La visite à domi­cile fut donc adop­tée dès la première réunion. On envoya Devaux rencon­trer sœur Rosa­lie, bien connue du couple Bailly, qui guida leurs premiers pas. Concer­nant les finances, ils firent la charité sur leurs propres deniers, une quête étant faite lors des réunions.

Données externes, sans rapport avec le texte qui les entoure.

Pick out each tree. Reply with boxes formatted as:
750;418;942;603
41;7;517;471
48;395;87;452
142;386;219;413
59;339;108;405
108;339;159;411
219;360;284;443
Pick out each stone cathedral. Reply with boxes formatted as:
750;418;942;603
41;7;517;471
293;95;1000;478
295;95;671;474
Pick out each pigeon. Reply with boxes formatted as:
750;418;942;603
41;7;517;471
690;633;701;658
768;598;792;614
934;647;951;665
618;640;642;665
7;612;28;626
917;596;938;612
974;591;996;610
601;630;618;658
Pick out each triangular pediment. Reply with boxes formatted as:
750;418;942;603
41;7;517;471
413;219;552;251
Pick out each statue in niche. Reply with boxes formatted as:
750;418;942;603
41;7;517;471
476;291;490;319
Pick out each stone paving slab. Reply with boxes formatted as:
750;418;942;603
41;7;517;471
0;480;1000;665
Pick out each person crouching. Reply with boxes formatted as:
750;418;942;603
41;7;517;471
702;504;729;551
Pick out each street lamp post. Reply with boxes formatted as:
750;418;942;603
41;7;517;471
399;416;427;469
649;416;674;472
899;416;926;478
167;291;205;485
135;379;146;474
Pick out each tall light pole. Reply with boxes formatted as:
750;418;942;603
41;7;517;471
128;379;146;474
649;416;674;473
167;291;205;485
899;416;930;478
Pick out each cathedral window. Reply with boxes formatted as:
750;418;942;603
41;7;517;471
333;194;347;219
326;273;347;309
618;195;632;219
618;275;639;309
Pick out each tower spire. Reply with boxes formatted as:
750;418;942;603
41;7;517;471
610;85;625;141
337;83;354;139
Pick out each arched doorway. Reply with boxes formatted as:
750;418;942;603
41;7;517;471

La ques­tion se posa très vite de l’élar­gis­se­ment. Lallier présenta le premier membre admis en dehors du groupe. Les condi­tions s’as­sou­plirent et, dès la troi­sième séance, des membres n’ap­par­te­nant pas à la confé­rence d’his­toire se joignirent aux fonda­teurs. Le Prévost les rejoi­gnit très vite, ainsi que des Lyon­nais amis d’Oza­nam. À la fin de 1833, l’as­so­cia­tion comp­tait vingt-cinq membres et dut chan­ger de local. Dans le même temps, au début de 1834, les œuvres commen­cèrent à se diver­si­fier et furent placées le 4 février 1834 sous le patro­nage de saint Vincent de Paul à la demande de Jean-Léon Le Prévost, se faisant l’in­ter­prète de plusieurs membres.5

Chris­tian Dubié, président du Conseil dépar­te­men­tal du Cher (18)

1 19 mars 1833
2 Aujour­d’hui n° 38 rue Saint-Sulpice, 6° arron­dis­se­ment.
3 De M. Bailly
4 « Frédé­ric Ozanam d’après sa corres­pon­dance »
5 G. Cholvy « Frédé­ric Ozanam – L’en­ga­ge­ment d’un intel­lec­tuel catho­lique au XIXe siècle »

Pourquoi conférence ?

À l’époque, les étudiants du quartier des écoles à Paris se réunissaient par thèmes pour débattre et échanger. Ces réunions étaient baptisées conférences, mot à prendre dans son sens de réunion. C’est donc naturellement qu’Ozanam et ses amis catholiques, se rassemblant pour mettre leurs actes en accord avec leur foi, gardèrent le terme pour créer une « conférence de charité ». Celle-ci deviendra très vite la Conférence de Saint-Vincent-de-Paul.

EN SAVOIR+

« Le bon Dieu a tout fait »


« Personne, pas même Ozanam, celui d’entre nous qui avait certai­ne­ment le plus d’ini­tia­tive et de zèle, personne de nous ne peut rece­voir la quali­fi­ca­tion de fonda­teur de la Société de Saint-Vincent-de-Paul. Nous étions mus unique­ment par le désir de nous prêter, faibles comme nous étions, un amical et frater­nel appui dans la pratique du bien. (…) C’est donc le bon Dieu, le bon Dieu tout seul qui a tout fait ; et c’est pourquoi préci­sé­ment il y a lieu de penser que la Société de Saint-Vincent-de-Paul durera. » Paul Lamache jour­nal Le Monde du 4 août 1892.